The tool has been developed by a team led by Traci Talbert, the Racial Justice and Community Engagement Leader at the Franklin County CDC, with artist and activist Mari Champagne, Liz Goodman, and Attorney and Franklin County CDC board member Tasha Marshall. On August 8, the tool was revealed at an event at Greenfield Community College.
To lay the groundwork for the development of the Racial Justice Reflective Journey, Mari conducted approximately 80 interviews with employees and employers in Franklin County. That work helped shape the questions participants are asked to reflect on while they take the journey. Mari and Traci strategized on what to ask during the interviews.
“We really wanted to ask questions that were hard-hitting, questions that were deeper, that would allow people to tap into their heart, tap into their honesty” Mari said. “And in, in parallel with it, create the spaciousness so that people could share their honest answers without feeling like, ‘I’m gonna lie, or feel embarrassed, or feel bad about myself.’”

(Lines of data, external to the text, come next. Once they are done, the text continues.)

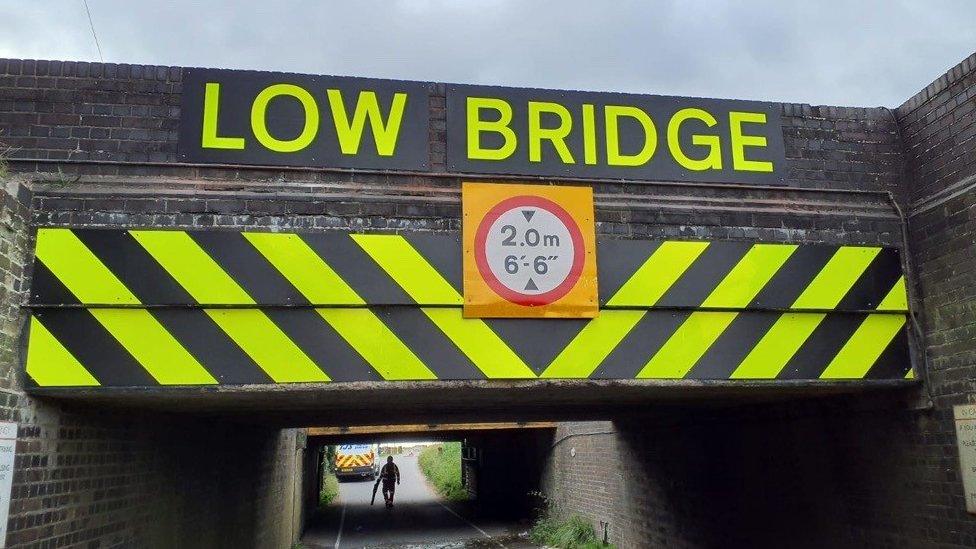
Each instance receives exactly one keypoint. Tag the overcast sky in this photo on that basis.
(863, 53)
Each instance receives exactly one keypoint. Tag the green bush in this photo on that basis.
(441, 464)
(330, 489)
(553, 529)
(330, 484)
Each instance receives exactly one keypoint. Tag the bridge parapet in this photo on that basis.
(147, 308)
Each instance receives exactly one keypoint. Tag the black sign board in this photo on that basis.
(263, 118)
(613, 135)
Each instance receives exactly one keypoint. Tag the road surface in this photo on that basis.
(419, 519)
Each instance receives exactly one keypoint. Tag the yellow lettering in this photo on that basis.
(477, 126)
(556, 136)
(713, 161)
(367, 106)
(259, 122)
(211, 105)
(614, 156)
(740, 142)
(589, 135)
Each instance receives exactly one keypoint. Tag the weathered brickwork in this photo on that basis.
(821, 474)
(114, 478)
(95, 145)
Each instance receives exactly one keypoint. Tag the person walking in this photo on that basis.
(390, 475)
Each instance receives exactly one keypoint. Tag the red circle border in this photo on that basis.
(481, 259)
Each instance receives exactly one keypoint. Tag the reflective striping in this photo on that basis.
(480, 344)
(791, 330)
(864, 347)
(767, 359)
(49, 363)
(634, 273)
(192, 268)
(683, 349)
(267, 345)
(425, 285)
(291, 306)
(661, 270)
(84, 275)
(749, 275)
(311, 276)
(303, 268)
(377, 344)
(896, 299)
(616, 345)
(79, 270)
(692, 340)
(250, 329)
(590, 348)
(409, 269)
(156, 349)
(869, 341)
(836, 278)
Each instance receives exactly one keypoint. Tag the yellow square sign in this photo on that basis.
(529, 251)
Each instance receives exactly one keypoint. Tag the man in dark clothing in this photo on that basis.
(390, 475)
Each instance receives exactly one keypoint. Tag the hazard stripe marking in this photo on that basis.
(591, 347)
(661, 270)
(425, 285)
(864, 347)
(409, 269)
(156, 307)
(638, 265)
(784, 339)
(481, 345)
(869, 341)
(835, 280)
(139, 333)
(251, 329)
(49, 363)
(317, 282)
(701, 329)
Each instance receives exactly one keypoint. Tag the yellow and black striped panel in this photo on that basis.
(354, 460)
(142, 308)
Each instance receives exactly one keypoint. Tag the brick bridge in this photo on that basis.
(793, 380)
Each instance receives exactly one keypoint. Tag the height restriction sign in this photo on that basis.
(529, 251)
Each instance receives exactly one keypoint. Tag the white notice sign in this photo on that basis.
(965, 416)
(8, 447)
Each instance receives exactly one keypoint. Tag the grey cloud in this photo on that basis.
(825, 52)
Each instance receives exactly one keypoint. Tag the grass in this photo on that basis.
(330, 489)
(554, 529)
(441, 464)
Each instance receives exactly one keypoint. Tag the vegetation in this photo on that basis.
(570, 532)
(441, 464)
(330, 489)
(330, 484)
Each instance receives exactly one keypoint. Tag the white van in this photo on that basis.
(357, 461)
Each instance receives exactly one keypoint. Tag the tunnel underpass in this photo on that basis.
(500, 466)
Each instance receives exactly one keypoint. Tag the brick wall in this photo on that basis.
(97, 144)
(838, 473)
(112, 478)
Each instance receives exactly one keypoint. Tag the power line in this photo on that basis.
(95, 36)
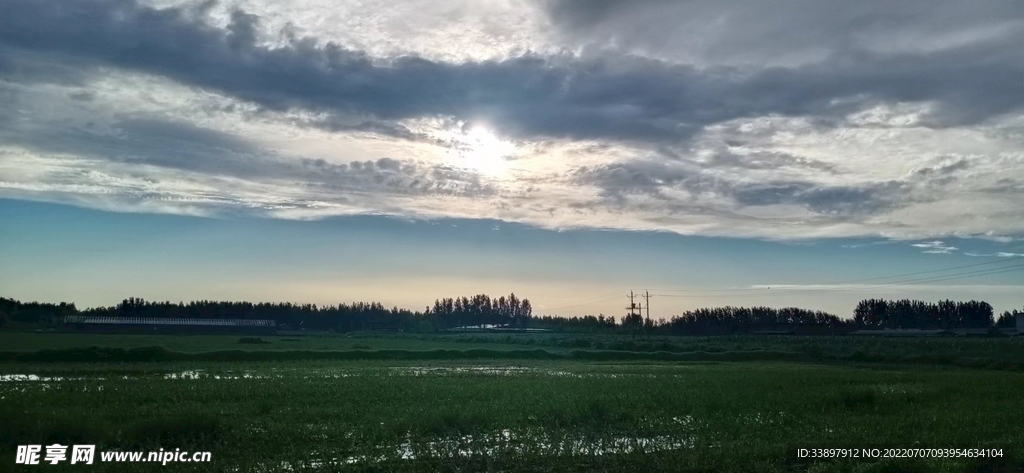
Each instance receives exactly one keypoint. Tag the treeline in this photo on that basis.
(515, 312)
(745, 319)
(880, 313)
(445, 313)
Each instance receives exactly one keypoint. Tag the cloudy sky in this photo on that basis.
(566, 149)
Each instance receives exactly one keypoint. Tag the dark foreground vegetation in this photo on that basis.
(589, 395)
(513, 416)
(514, 312)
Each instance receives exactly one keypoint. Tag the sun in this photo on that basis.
(481, 151)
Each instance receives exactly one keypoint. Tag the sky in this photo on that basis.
(568, 151)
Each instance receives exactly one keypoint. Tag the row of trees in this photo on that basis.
(880, 313)
(744, 319)
(482, 309)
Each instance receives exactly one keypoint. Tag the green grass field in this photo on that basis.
(504, 414)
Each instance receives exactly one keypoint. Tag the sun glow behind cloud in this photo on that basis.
(480, 151)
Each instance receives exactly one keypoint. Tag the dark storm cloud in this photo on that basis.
(651, 178)
(617, 97)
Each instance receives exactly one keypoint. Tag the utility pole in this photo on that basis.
(634, 308)
(646, 300)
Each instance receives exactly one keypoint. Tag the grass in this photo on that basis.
(495, 402)
(739, 416)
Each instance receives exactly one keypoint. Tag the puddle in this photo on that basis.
(39, 379)
(508, 441)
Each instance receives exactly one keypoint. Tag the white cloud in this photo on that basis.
(579, 140)
(935, 247)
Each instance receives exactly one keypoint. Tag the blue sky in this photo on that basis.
(58, 252)
(565, 149)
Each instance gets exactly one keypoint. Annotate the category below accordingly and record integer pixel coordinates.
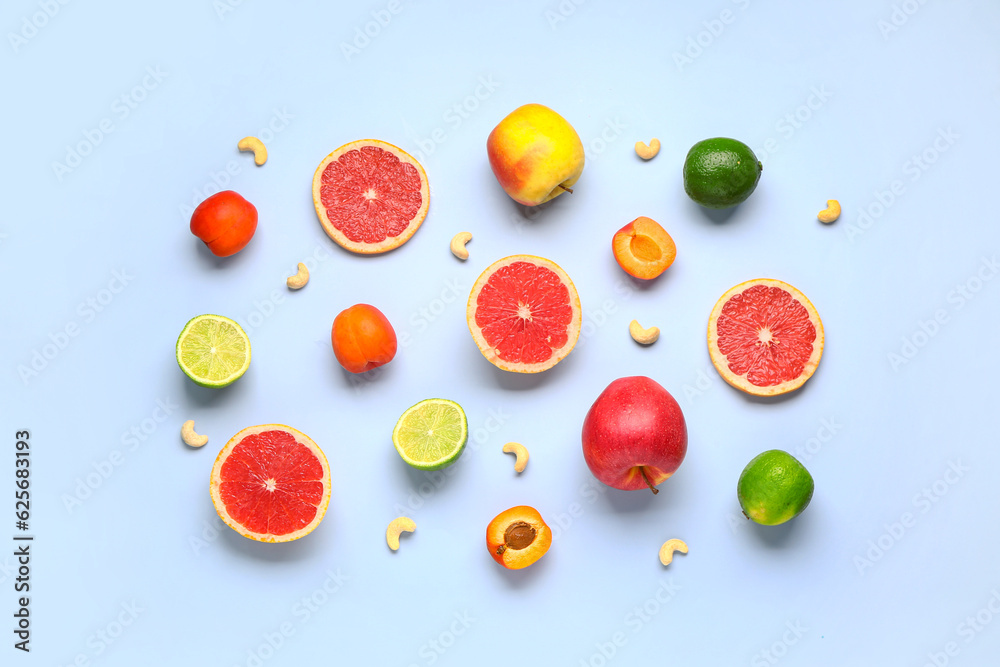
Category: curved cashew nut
(458, 245)
(396, 526)
(647, 152)
(190, 437)
(520, 451)
(668, 549)
(831, 212)
(257, 146)
(643, 336)
(299, 280)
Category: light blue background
(146, 536)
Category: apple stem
(648, 483)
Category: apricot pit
(518, 537)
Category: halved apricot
(643, 248)
(518, 537)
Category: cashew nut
(299, 280)
(520, 451)
(643, 336)
(257, 146)
(397, 526)
(668, 549)
(190, 437)
(458, 245)
(831, 212)
(647, 152)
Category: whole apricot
(362, 338)
(225, 222)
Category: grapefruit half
(271, 483)
(765, 337)
(524, 314)
(370, 196)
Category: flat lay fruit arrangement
(271, 483)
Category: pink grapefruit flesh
(765, 337)
(271, 483)
(524, 314)
(370, 196)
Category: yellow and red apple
(634, 436)
(535, 154)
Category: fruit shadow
(525, 216)
(218, 262)
(276, 552)
(357, 380)
(719, 216)
(518, 579)
(528, 381)
(776, 537)
(780, 398)
(215, 396)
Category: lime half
(432, 434)
(774, 488)
(213, 351)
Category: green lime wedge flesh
(432, 434)
(774, 488)
(213, 350)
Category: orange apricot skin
(362, 338)
(225, 222)
(651, 233)
(516, 559)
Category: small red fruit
(225, 222)
(363, 339)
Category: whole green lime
(774, 487)
(720, 172)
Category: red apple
(634, 436)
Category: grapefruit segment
(271, 483)
(765, 337)
(524, 314)
(370, 196)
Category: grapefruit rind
(216, 482)
(572, 330)
(391, 242)
(721, 363)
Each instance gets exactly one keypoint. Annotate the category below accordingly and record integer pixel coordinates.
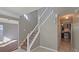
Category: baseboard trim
(53, 50)
(34, 49)
(76, 50)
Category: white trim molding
(53, 50)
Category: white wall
(48, 33)
(10, 30)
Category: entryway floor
(65, 46)
(40, 49)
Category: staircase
(33, 35)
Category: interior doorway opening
(65, 33)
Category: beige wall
(48, 33)
(75, 34)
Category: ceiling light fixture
(26, 16)
(66, 17)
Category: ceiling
(16, 11)
(65, 10)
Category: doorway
(65, 40)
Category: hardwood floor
(65, 46)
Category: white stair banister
(28, 46)
(37, 27)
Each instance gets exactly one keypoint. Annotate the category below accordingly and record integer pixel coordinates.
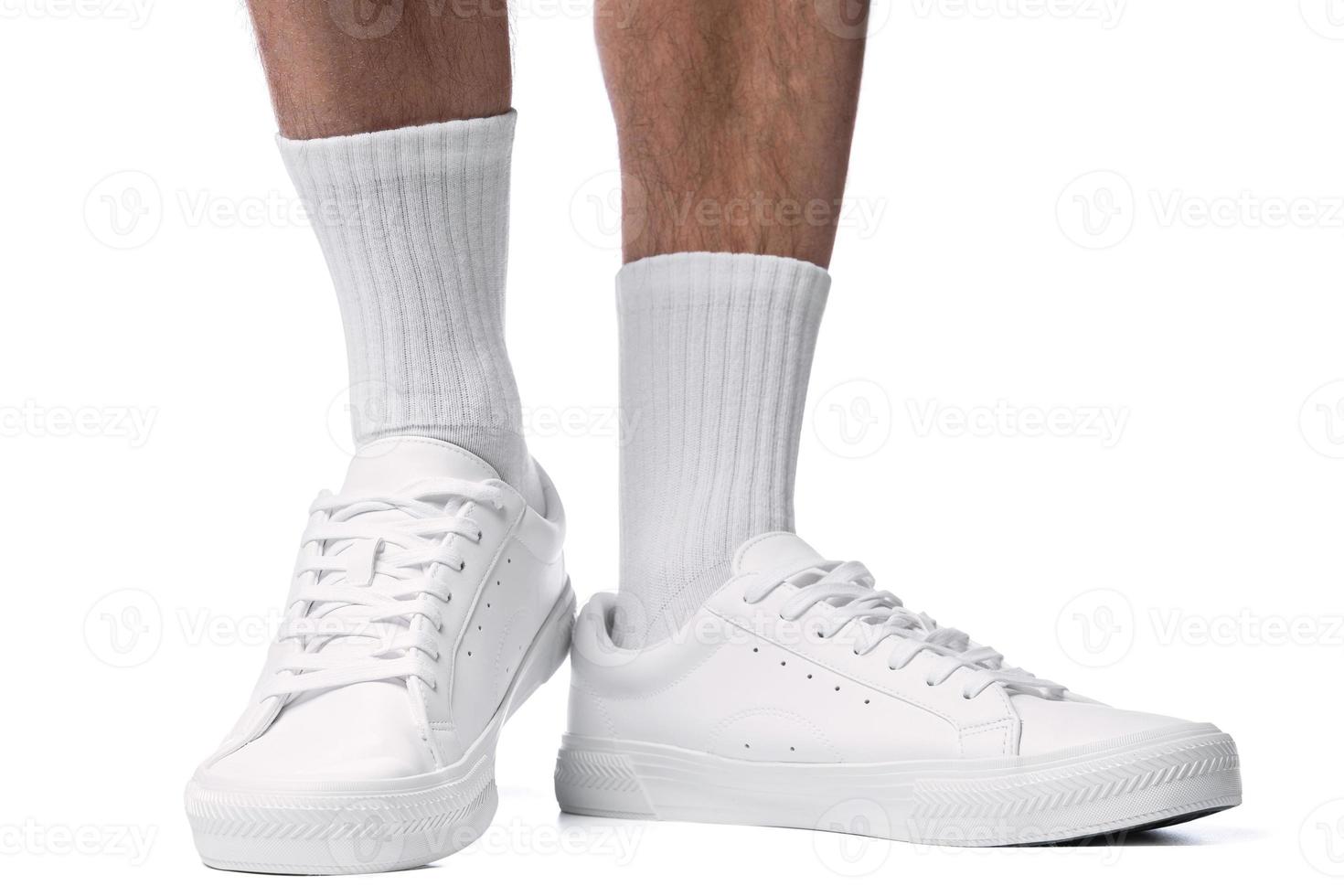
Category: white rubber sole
(349, 827)
(1148, 781)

When looking at how interviewees responded, Mari and Traci used both people’s words and their unspoken reactions to inform the creation of the tool.
“A significant part of this was the heart-centeredness of how can we take people’s reactions to these questions or energetic responses as well as actual responses and incorporate them into the design and the questions that we prompt people through the tool.”

Mari and Traci share a big hug at the event
While the interview process was enlightening, Mari said it could also be emotional and difficult.
“I consider myself to be a very empathic person,” she said, “and this was a very emotional journey, to be the interviewer. And for many reasons, after many of the interviews I cried just as a release of the things that people were holding onto that resonated with me. It was such an honor to be able to hold that space for people to talk about their true experiences.”
Depicting the Diversity of the Valley
During the Racial Justice Reflective Journey reveal event, Mari also debuted her painting, “A Journey from Broad and Spacious to Cramped and Narrow.” The abstract painting, a map dotted with colorful squares representing multiple racial identities, was inspired by the Bible verse from the book of Matthew, Chapter 7, that is often translated as, “Broad and spacious is the path that leads to destruction and delusion. Many are finding it. Cramped narrow is the path that leads to life, clarity, and prosperity. Few are finding it.”
Mari’s vision for this region, and humanity in general, is for people to seek out and use that cramped and narrow path. “I really would love to see more people doing integrated, heart-centered, healing work, so that even opinions of dissent are not this catastrophic thing that throws us off course or creates conflict or creates hatred.”
The painting is hanging in the lobby of the Franklin County CDC’s offices at 324 Wells Street in Greenfield.
Both the creation of the painting and being involved in the Racial Justice Reflective Journey process has helped Mari answer some questions of her own on how she wants to direct the evolution of her own career.
“The impact has helped me realize that I would love to continue this work and to continue to create spaces for people to release their true thoughts and opinions around everything from racial justice to mental health, to spirituality. I feel that out of everything that I’ve done in my life, this work feels like a foundational piece of what could become my career, or inform my career.”